Reeves Ironmen

Reeves Ironmen

Re-printed from the 2012 Winter edition of “The Ironman – A Double Ender’s Newsletter” (newsletter of the USS Reeves Association)

I’m sure everyone knows of the Reeves Ironmen, but many of our earlier shipmates might not really figure out where and when the whole “Ironman” thing came into play. The year was 1985, and we were home-ported in Yokosuka. During a change of command, the Reeves went from the capable hands of Captain James G. Weber to those of Captain George C. Chappell. What we didn’t realize at the time was that more than a few things were also about to change. During the first few years in Yoko, the ship had the dubious handle of the “Only Cruiser in Town.” The story was that the moniker had much to do with us being the only CG stationed in Yokosuka, and maybe, even more, to do with the continuously ongoing rivalry with the USS Sterrett CG- 31, which was officially home-ported in our un-official second homeport; Subic. Regardless of all the reasons and history behind the “only cruiser in town,” the nick -name was well broadcast on everything connected with the ship; to include t-shirts, jackets, and even painted down both sides of our generic baby-blue ships van. Well, it turns out that our new Captain didn’t see “the only cruiser in town” as the future of the Reeves, and stepped in with his very own campaign to establish a whole new basis for pride in the Reeves.
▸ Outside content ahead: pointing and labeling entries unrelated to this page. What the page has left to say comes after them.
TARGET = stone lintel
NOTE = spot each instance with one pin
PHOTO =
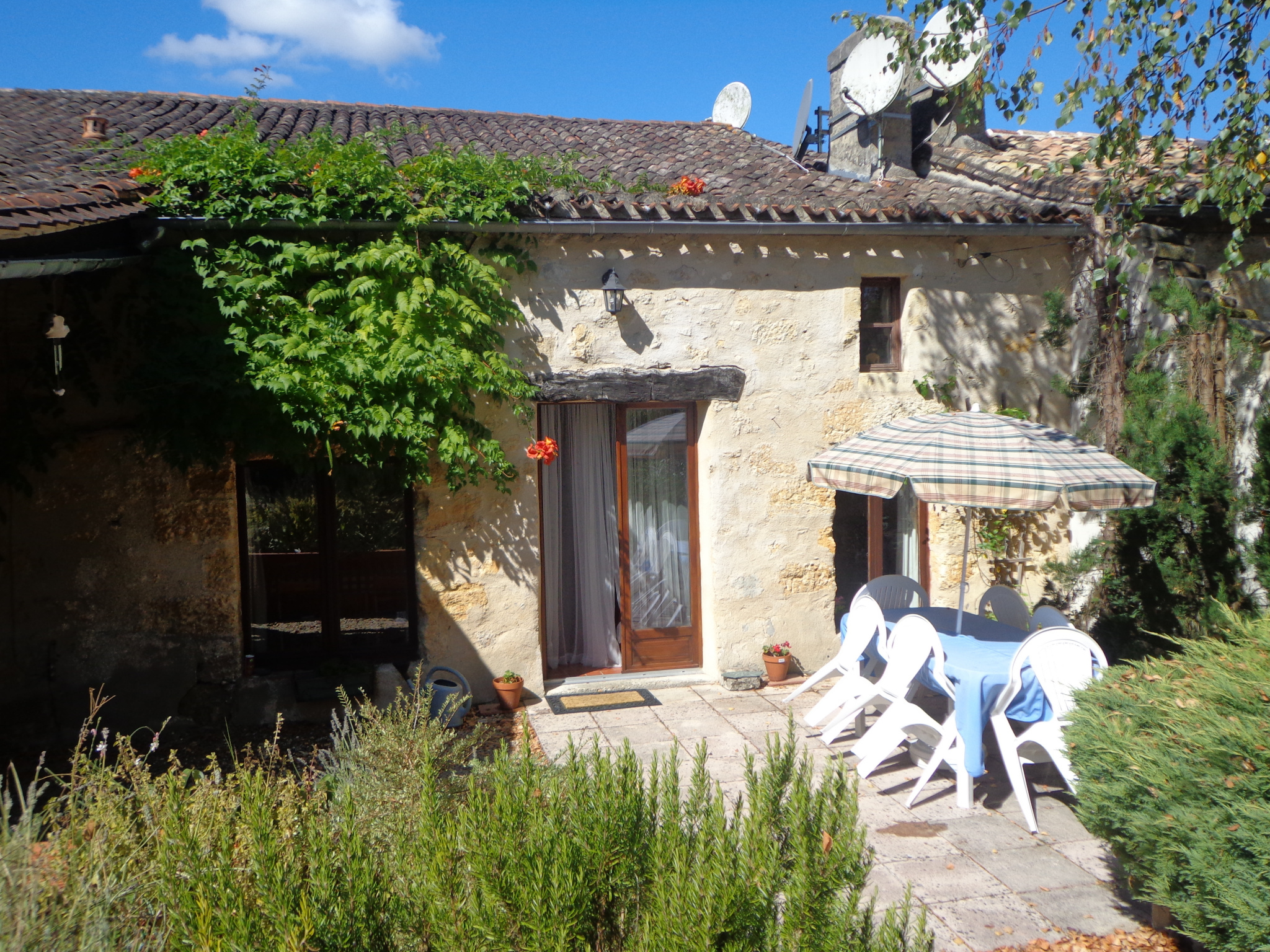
(624, 385)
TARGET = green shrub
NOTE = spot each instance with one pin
(1175, 775)
(399, 840)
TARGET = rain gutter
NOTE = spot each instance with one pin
(602, 226)
(64, 265)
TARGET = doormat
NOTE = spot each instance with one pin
(602, 701)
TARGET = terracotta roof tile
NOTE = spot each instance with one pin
(42, 154)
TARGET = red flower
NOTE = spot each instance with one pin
(687, 186)
(545, 450)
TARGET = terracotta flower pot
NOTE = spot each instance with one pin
(508, 692)
(778, 668)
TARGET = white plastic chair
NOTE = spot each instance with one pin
(1008, 606)
(893, 592)
(1049, 617)
(1064, 660)
(864, 622)
(913, 643)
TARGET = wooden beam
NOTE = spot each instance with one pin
(638, 386)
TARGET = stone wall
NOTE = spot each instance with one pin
(786, 311)
(116, 570)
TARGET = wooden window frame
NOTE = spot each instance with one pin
(877, 544)
(324, 500)
(893, 324)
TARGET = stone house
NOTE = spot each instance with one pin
(793, 304)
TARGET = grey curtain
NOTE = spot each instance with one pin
(579, 536)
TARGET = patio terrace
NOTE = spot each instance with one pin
(985, 880)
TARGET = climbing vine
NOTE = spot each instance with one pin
(1165, 569)
(371, 348)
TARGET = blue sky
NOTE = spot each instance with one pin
(643, 61)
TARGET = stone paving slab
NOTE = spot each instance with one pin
(985, 880)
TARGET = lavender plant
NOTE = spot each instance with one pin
(399, 840)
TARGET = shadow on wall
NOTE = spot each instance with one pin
(120, 575)
(993, 338)
(469, 546)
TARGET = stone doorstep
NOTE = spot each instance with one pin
(618, 682)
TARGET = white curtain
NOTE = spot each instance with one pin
(579, 536)
(907, 558)
(658, 512)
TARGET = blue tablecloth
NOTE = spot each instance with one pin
(977, 662)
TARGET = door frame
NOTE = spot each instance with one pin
(694, 630)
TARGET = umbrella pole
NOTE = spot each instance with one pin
(966, 552)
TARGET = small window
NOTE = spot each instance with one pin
(879, 324)
(876, 537)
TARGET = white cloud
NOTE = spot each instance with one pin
(362, 32)
(205, 50)
(244, 77)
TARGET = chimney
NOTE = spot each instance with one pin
(897, 143)
(94, 126)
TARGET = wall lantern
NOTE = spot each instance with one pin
(94, 126)
(615, 295)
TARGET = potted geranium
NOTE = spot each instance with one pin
(776, 659)
(508, 689)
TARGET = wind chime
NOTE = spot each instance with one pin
(56, 330)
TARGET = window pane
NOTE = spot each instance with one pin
(850, 549)
(907, 555)
(889, 547)
(900, 535)
(283, 565)
(373, 563)
(877, 304)
(874, 347)
(657, 464)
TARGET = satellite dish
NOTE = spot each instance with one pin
(945, 75)
(732, 106)
(803, 111)
(869, 83)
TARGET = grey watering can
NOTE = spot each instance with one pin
(443, 689)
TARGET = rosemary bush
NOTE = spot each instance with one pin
(401, 840)
(1175, 775)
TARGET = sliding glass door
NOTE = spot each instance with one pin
(620, 580)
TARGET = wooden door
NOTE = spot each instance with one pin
(657, 508)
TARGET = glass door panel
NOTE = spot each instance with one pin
(283, 563)
(659, 552)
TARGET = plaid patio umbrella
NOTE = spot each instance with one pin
(981, 460)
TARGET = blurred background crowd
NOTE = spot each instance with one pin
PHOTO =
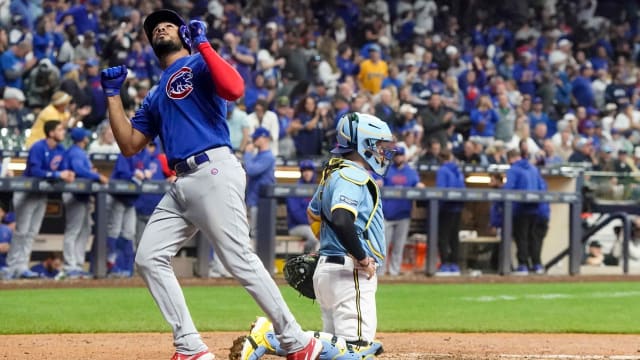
(558, 79)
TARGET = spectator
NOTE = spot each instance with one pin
(43, 161)
(263, 117)
(49, 267)
(538, 116)
(17, 61)
(260, 165)
(238, 55)
(372, 71)
(58, 109)
(77, 206)
(584, 153)
(581, 87)
(384, 108)
(550, 156)
(86, 49)
(239, 128)
(449, 176)
(483, 121)
(397, 212)
(297, 220)
(13, 114)
(496, 153)
(432, 154)
(435, 121)
(307, 127)
(42, 81)
(506, 119)
(452, 97)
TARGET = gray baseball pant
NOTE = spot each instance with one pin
(76, 231)
(209, 198)
(30, 208)
(122, 220)
(396, 233)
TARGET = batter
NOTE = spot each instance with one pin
(187, 109)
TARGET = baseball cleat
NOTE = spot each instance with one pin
(310, 352)
(203, 355)
(260, 341)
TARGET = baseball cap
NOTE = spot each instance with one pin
(13, 93)
(78, 134)
(307, 165)
(9, 218)
(93, 62)
(407, 108)
(374, 47)
(60, 98)
(260, 131)
(162, 15)
(66, 68)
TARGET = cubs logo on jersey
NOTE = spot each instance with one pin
(179, 84)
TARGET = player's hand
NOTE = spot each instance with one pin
(112, 79)
(368, 265)
(198, 30)
(104, 179)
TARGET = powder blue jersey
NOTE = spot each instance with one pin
(346, 188)
(184, 110)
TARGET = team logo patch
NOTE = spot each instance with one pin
(348, 201)
(179, 85)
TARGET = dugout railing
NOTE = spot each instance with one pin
(270, 194)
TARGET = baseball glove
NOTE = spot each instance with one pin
(298, 271)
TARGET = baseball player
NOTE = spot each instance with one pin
(43, 161)
(187, 110)
(347, 203)
(77, 207)
(297, 221)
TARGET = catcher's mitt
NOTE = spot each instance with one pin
(298, 271)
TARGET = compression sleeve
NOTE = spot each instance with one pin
(345, 228)
(229, 84)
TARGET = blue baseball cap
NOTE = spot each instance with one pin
(93, 62)
(78, 134)
(5, 234)
(258, 132)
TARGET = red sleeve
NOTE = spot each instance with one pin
(165, 165)
(229, 83)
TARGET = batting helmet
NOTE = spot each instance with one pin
(169, 16)
(361, 133)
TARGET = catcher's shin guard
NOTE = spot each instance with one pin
(334, 348)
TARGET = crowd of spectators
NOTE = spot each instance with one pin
(556, 78)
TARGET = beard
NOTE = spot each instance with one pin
(164, 47)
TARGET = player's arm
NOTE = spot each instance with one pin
(228, 82)
(130, 140)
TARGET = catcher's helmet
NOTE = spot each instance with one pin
(164, 15)
(361, 133)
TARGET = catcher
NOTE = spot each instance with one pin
(347, 206)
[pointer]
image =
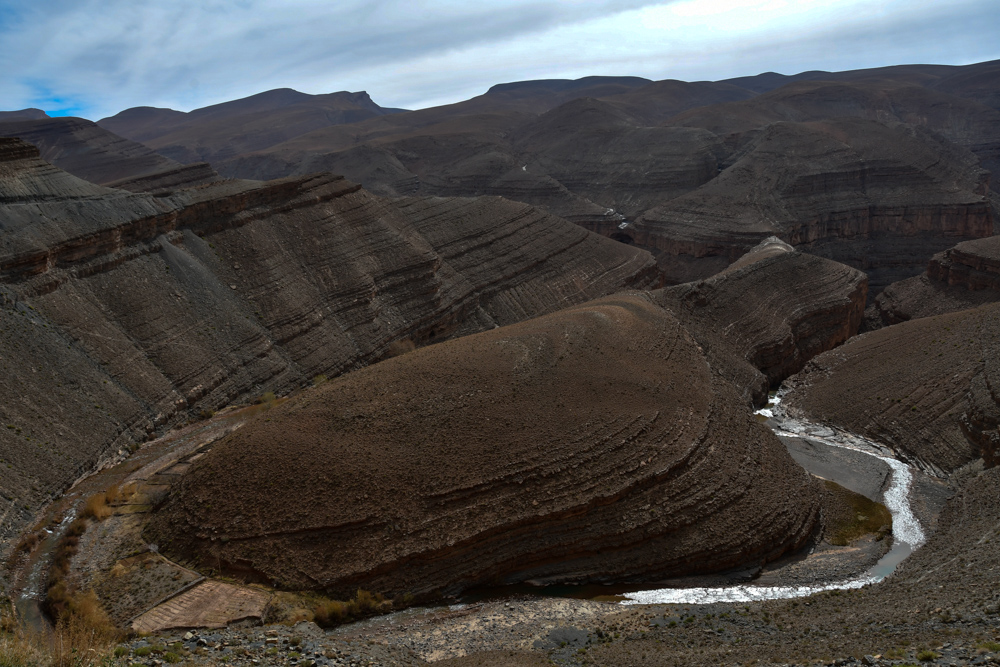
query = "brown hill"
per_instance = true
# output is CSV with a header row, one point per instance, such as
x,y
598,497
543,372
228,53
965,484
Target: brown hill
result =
x,y
963,121
126,313
590,444
219,132
771,311
965,276
23,114
924,387
83,149
879,197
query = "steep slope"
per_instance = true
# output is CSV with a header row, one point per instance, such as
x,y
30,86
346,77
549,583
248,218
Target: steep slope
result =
x,y
965,276
879,197
221,131
23,114
771,311
962,121
125,313
926,387
83,149
464,464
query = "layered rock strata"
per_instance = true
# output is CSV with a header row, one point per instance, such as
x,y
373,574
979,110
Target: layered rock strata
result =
x,y
591,444
125,313
965,276
926,387
772,310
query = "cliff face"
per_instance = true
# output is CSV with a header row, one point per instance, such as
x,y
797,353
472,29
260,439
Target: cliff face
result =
x,y
772,310
926,387
465,464
877,197
965,276
92,153
124,313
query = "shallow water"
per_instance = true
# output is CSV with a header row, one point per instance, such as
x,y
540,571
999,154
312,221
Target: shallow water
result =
x,y
907,533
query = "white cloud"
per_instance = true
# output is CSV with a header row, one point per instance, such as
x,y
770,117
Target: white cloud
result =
x,y
100,56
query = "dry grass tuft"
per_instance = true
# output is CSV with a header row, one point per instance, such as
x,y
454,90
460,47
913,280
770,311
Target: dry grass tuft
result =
x,y
852,516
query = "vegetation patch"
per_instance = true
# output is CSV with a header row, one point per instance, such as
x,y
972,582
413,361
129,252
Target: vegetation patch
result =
x,y
851,516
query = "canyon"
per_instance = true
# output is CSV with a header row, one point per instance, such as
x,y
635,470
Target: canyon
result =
x,y
513,341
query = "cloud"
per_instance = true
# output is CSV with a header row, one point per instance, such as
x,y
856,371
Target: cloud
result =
x,y
98,57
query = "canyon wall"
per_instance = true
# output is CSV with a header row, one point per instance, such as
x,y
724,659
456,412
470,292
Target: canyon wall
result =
x,y
126,313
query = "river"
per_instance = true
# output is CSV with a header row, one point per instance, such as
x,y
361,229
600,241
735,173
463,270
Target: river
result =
x,y
908,535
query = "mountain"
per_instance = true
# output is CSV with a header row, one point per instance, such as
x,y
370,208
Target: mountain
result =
x,y
458,466
84,149
127,313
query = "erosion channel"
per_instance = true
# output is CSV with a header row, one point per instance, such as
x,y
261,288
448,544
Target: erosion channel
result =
x,y
856,464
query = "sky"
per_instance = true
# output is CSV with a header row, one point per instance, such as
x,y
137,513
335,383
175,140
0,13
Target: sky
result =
x,y
94,58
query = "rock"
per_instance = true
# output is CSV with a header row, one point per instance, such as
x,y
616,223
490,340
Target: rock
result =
x,y
438,454
921,387
965,276
97,286
770,311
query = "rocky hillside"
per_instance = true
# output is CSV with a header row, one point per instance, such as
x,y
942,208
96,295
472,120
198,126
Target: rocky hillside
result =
x,y
125,313
880,197
965,276
83,149
771,311
463,464
926,388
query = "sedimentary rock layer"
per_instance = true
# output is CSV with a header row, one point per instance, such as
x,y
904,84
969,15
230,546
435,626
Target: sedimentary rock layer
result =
x,y
125,313
965,276
926,387
591,444
882,198
772,310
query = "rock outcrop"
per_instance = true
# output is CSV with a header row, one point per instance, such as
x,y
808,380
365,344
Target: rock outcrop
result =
x,y
466,464
92,153
926,387
125,313
965,276
772,310
222,131
880,197
23,114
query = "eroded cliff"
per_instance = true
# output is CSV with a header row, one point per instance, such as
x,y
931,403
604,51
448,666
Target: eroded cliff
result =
x,y
590,444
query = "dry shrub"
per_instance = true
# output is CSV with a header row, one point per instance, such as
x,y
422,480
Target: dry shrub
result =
x,y
96,507
852,516
330,613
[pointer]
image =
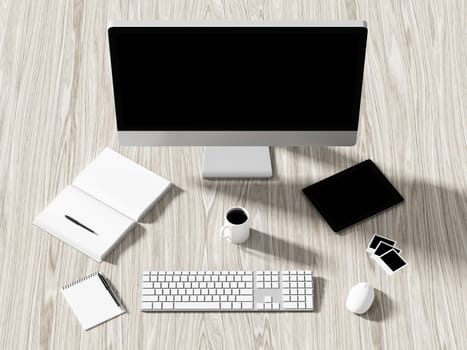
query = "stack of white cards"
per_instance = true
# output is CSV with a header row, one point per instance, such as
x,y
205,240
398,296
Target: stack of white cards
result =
x,y
383,250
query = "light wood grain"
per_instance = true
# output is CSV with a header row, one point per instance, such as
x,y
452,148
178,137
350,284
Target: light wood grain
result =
x,y
57,114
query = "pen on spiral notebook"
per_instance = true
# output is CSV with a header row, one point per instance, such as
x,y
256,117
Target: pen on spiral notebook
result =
x,y
79,224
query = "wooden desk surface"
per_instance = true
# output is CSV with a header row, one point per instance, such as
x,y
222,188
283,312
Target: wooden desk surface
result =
x,y
57,114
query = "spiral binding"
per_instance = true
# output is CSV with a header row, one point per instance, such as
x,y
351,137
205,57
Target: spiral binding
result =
x,y
74,283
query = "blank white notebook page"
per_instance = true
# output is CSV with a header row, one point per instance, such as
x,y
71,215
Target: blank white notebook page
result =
x,y
122,184
90,301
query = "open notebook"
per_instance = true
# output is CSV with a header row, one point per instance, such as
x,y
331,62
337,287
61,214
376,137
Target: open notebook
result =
x,y
104,202
92,300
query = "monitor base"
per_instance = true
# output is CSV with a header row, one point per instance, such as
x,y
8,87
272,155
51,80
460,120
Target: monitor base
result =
x,y
237,162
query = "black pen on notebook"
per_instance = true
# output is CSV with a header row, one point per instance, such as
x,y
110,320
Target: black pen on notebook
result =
x,y
106,285
79,224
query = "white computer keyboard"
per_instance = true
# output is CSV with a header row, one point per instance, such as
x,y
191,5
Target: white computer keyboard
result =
x,y
227,291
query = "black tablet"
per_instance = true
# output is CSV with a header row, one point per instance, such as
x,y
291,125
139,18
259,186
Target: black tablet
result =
x,y
352,195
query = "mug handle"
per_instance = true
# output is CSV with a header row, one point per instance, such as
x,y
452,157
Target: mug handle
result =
x,y
228,235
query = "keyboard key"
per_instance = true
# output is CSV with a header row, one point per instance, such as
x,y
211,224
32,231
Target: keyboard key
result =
x,y
226,305
166,306
146,298
289,305
247,306
146,305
It was by Captain Chappell’s decree that the “Reeves Ironmen” became the new trademark for the only cruiser in town, and the start of a whole new sense of being. Along with the Ironmen came a few more of Captain Chappell’s nuances that we eventually learned to enjoy. Captain Chappell came to us from the Propulsion Examining Board (PEB), which was otherwise known as OPPE. He was an engineer’s engineer and left no doubt that he knew exactly how our propulsion plant worked, and why. We learned that you couldn’t sugar-coat any information dealing with his boilers, turbines, or fuel. He knew! He had also been the CO of a tender, so he really appreciated having a new toy that could really get out of its own way. He also liked classical music, so the new Reeves Ironmen quickly became used to a rousing rendition of The “William Tell Overture “(or the theme from the “Lone Ranger”, as most of us knew it) as our new underway and breakaway song.

Captain George also had a flair for speedy exits, and high-speed flybys after refueling breakaways. Standby for a FLANK bell (shortly after clearing the pier) became the norm, and we loved it. My best memory of this new found “ironmen” pride took place topside as we had just completed an UNREP (underway refueling) from the USNS Ponchatoula. It was an absolutely beautiful day in the South China Sea, and the sea conditions were perfect. As Reeves cast the last lines back to the oiler, our new breakaway started loudly over the 1MC, and the Reeves broke away with the hammer down. We pulled away smartly and executed a sharp turn to port. We accelerated and held that turn until we looped around and overtook the Ponchatoula down her starboard side. Reeves cut an absolutely beautiful turn under full power and then blew past the lumbering oiler like it was going backwards. The view and music from the slanting deck of the Reeves were something I’ll never forget. Apparently, it was equally impressive to the crew of the Ponchatoula, as there were plenty of her crew manning her rails to enjoy the “Ironman” fly-by.

The “Ironmen” theme kept developing during Captain Chappell’s tenure, as pride in the ship continued to grow. The evidence of that pride was confirmed with a clean-sweep of every readiness category that year. We (engineering) were most proud of the GOLD Engineering “E” that we got to paint on the aft mac. The theme was also enhanced by the ship’s cartoonist, who made the Ironman into a real character that graced many a POD. They even painted the ship’s van a bright red, gave it cool wheels, and applied the Ironmen theme to both sides.

The Ironmen had arrived! The Reeves Ironmen started as a plan to provide “the only cruiser in town” with a new identity and foster some new pride to a crew that didn’t think it was necessary. The Ironman turned out to be the front man for a tremendous matter of pride in a great ship. The Ironman has prevailed long beyond Captain George Chappell’s vision to improve pride on the Reeves. The Ironman became the Reeves!

And now you know the rest of the story…..

 

George Charles Chappell, Captain (Ret.) USN passed away on December 4, 2016, in San Diego, California. He was born in Portland, Oregon on August 31, 1937, the eldest of three children born to the late Mr. and Mrs. George C. Chappell. George graduated from the University of California at Santa Barbara in 1960. He completed his graduate studies at National University in 1980. George served 28 years in the United States Navy, the majority of his service as the Commanding Officer of Ships: USS McCain (DDG-36), USS Decatur (DDG-31), USS Hector (AR-7) and USS Reeves (CG-24).